Milano, 13 gennaio 2014 - Ha vinto poco (un campionato e una Supercoppa Italiana) ma ha avuto il merito di interrompere l'egemonia durata un lustro dell'Inter, riportando lo scudetto al Milan dopo 7 anni. Il suo più grande difetto? Non aver saputo trattare con i senatori (da Nesta ad Inzaghi, da Ambrosini a Seedorf) e averli quindi lasciati andare via senza nemmeno provare a convincerli a ripensarci. "Dovevamo risanare i bilanci", lui si difende così: ma la verità è che ha voluto svuotare lo spogliatoio delle forti personalità - e di chi lo criticava - per diventarne gerarca assoluto.

Massimiliano Allegri è l'allenatore più controverso della storia del Milan: 3 anni e mezzo alla guida del club e un rapporto mai sbocciato con il pubblico di San Siro che dopo la prima stagione - culminata con lo scudetto - non gli ha mai perdonato le eliminazioni in Champions League e l'aver perso un campionato con Zlatan Ibrahimovic in rosa. Già, perchè l'esperienza di Allegri al Milan rischia di essere ricordata più per l'aver interrotto la striscia dello "scudettifero" svedese (che al netto di revoche e scudetti riassegnati ha vinto 8 campionati in 9 anni) che per altro.
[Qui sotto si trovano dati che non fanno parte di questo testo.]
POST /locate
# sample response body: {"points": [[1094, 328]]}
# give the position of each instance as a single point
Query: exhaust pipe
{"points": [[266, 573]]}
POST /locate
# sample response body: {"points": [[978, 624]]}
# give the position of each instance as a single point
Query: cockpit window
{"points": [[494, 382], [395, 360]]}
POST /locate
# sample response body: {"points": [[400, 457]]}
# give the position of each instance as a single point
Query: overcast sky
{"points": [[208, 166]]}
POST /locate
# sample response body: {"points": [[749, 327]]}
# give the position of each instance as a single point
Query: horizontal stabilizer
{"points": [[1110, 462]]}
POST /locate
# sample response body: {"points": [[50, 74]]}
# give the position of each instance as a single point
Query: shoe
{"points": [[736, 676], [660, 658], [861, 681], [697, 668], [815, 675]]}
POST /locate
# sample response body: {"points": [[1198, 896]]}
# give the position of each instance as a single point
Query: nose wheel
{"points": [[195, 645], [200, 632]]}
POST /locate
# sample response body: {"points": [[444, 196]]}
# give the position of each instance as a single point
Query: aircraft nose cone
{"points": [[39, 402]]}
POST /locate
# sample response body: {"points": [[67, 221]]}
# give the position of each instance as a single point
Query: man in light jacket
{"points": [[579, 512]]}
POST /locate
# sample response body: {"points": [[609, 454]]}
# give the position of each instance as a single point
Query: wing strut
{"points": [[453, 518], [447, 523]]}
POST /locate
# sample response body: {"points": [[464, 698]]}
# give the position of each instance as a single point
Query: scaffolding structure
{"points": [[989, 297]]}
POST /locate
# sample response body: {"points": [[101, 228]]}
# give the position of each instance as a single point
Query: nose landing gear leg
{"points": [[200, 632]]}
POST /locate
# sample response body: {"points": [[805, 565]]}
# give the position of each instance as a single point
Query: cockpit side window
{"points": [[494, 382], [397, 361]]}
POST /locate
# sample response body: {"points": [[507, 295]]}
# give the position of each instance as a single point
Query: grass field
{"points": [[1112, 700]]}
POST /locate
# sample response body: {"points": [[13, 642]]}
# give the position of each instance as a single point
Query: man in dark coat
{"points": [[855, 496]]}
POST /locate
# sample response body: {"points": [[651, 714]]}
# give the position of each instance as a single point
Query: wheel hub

Il suo errore? Non aver capito che era giunta la sua ora dopo Siena, con la conquista di un terzo posto oggettivamente miracoloso. Il suo ciclo al Milan era finito lì, ma - con la complicità di Galliani - ha preferito restare aggrappato ad una panchina che non gli apparteneva più per le troppe stoccate del presidente Berlusconi che lo ha sempre "sopportato" più che "apprezzato". Avrebbe dovuto accettare la proposta della Roma (rosa qualitativamente ben superiore a quella rossonera) e lanciarsi nel progetto di rilanciare i giallorossi (che poi hanno trovato un ottimo Rudi Garcia). Ora potrà consolarsi dopo il Mondiale con la panchina della Nazionale. O almeno così pare.